The Engineer Process Development will play a key role in the implementation and establishment of cell-based process for AAV production in suspension by transient transfection, under the supervision of the Head of CMC Gene Therapy, in compliance with quality procedures, health and safety rules, budget and deadlines.
The Engineer Process Development USP/DSP is a permanent position based in Montpellier.
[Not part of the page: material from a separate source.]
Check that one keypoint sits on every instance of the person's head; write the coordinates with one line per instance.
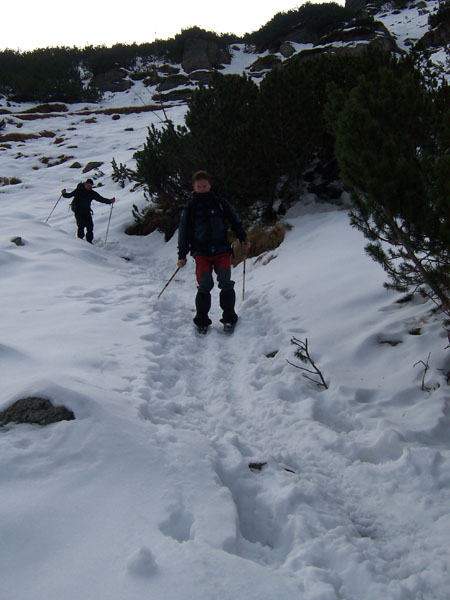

- Development and implementation of appropriate USP and DSP processes for AAV vector;
- Design, organize, execute or supervise experiments, manage data, lab-books, batch records;
- Write study protocols and reports, present data internally;
- Write or supervise SOP;
- Train and technically supervise junior members;
- Manage projects to improve the efficiency and productivity of the department;
- Participate in the tech transfer from R&D to GMP environment, review GMP documentation;
- Participate in the drafting of patents, publications, conferences;
- Participate in the general operation of the laboratory: purchasing, management, setup & installation of CMC GT laboratory, health & safety, in the quality assurance system.
- Educational background in biology biotechnology, biochemical engineering or related (MSc or PhD);
- A minimum of 3-5 years of industrial experience (from R&D to GMP environment);
- Practical experience with cell culture in bioreactor, viral purification by chromatography on AKTA platform system;
- Rigorous, autonomous, motivated, organization skills;
- Ability to work within a team and project group;
- Notion of GLP and QA system;
- Good written and spoken in French and English.